CBFalconer wrote:
Why not start the thinking from what is as compatible as possible with standard Pascal techniques.
Since you bring up the issue of ISO 7185 ("classic" Pascal) vs. 10206 (Extended Pascal) again, would you like to address the following limitations of classic Pascal? (Excuse me if I sound a little like Brian Kernighan, but I think these points are valid criticisms of classic Pascal. Most of them have been addressed in Extended Pascal -- and, I have to admit, most of them also in BP, though often differently.)
- No variables of dynamic size. You can't, e.g., get a number of elements at runtime and do something with them.(*) Without using standard compliance level 1 (conformant array parameters), you can't even have routines that work on arrays of different size, so common routines have to be copied for each possible size.

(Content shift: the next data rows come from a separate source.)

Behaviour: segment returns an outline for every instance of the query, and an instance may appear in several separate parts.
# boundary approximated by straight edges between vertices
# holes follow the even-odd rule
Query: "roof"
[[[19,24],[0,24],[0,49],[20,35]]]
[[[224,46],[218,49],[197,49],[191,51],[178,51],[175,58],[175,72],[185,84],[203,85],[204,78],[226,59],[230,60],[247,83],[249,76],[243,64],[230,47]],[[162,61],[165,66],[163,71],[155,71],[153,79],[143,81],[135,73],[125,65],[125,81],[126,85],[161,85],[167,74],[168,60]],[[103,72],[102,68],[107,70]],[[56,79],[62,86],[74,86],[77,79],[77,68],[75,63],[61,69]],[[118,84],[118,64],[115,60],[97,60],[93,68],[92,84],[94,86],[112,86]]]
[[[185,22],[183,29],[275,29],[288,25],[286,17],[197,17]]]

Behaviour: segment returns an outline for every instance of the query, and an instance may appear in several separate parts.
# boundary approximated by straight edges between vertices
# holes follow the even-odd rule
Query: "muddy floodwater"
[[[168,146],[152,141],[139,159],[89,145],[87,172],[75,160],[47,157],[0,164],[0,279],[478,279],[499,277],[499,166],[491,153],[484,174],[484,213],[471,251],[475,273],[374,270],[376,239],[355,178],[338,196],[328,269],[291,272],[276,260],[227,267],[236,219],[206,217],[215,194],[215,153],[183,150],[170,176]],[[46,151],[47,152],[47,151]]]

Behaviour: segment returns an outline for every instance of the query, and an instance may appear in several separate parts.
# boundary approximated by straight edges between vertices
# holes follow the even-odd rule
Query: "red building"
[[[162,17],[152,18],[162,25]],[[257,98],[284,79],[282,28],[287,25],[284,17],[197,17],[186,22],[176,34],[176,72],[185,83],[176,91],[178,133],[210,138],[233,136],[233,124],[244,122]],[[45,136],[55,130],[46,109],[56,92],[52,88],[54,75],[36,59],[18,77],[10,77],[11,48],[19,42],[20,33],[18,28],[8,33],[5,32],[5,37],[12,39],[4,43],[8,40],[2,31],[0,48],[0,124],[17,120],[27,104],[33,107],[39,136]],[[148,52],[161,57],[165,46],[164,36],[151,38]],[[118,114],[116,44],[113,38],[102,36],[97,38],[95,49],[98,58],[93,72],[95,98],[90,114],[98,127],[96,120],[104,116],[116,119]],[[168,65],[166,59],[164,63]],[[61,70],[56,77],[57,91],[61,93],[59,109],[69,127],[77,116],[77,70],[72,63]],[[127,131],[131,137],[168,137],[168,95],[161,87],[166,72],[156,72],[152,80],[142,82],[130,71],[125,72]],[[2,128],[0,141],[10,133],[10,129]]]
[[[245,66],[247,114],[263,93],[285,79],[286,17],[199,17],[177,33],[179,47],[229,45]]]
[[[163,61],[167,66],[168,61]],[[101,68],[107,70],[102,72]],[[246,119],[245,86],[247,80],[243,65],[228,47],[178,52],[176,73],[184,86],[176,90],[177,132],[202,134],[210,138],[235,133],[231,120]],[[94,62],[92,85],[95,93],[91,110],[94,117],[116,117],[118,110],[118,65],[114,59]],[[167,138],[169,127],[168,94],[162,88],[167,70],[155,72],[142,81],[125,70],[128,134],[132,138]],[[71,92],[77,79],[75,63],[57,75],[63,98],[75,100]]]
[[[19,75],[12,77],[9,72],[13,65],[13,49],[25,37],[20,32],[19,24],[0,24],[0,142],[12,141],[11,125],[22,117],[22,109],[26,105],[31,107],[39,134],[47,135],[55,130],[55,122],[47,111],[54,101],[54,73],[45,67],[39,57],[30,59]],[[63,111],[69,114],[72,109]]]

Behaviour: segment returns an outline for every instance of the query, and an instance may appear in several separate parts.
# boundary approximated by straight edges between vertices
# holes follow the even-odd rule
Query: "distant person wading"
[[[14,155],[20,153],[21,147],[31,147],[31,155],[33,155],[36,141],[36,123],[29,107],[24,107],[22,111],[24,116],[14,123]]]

(*) The usually suggested work-arounds include:
- Set a maximum size at runtime. This is suitable for demo and learning programs, not for the real world (unless perhaps the size is made unreasonably large, but this will waste too much memory).
- Use linked lists. This works in some cases, but often it adds an O(n) factor to the complexity and is therefore inacceptable.
- Use more complicated structures such as balanced trees. This will add a lot of unnecessary programming overhead.
- Strings padded with spaces. (EP shares this defect in some respects, e.g. string comparisons.) Treating `foo' and `foo ' as equivalent might work sometimes, but will already fail when writing them, followed by other stuff in the same line.
- No modularization. Often used routines have to be copied (since there's also no include) into each program that uses them which becomes a maintenance nightmare when modifying them.
- No file names. Classic Pascal programs can only access Input, Output and files declared in the program header. It's not possible to choose a file name during runtime.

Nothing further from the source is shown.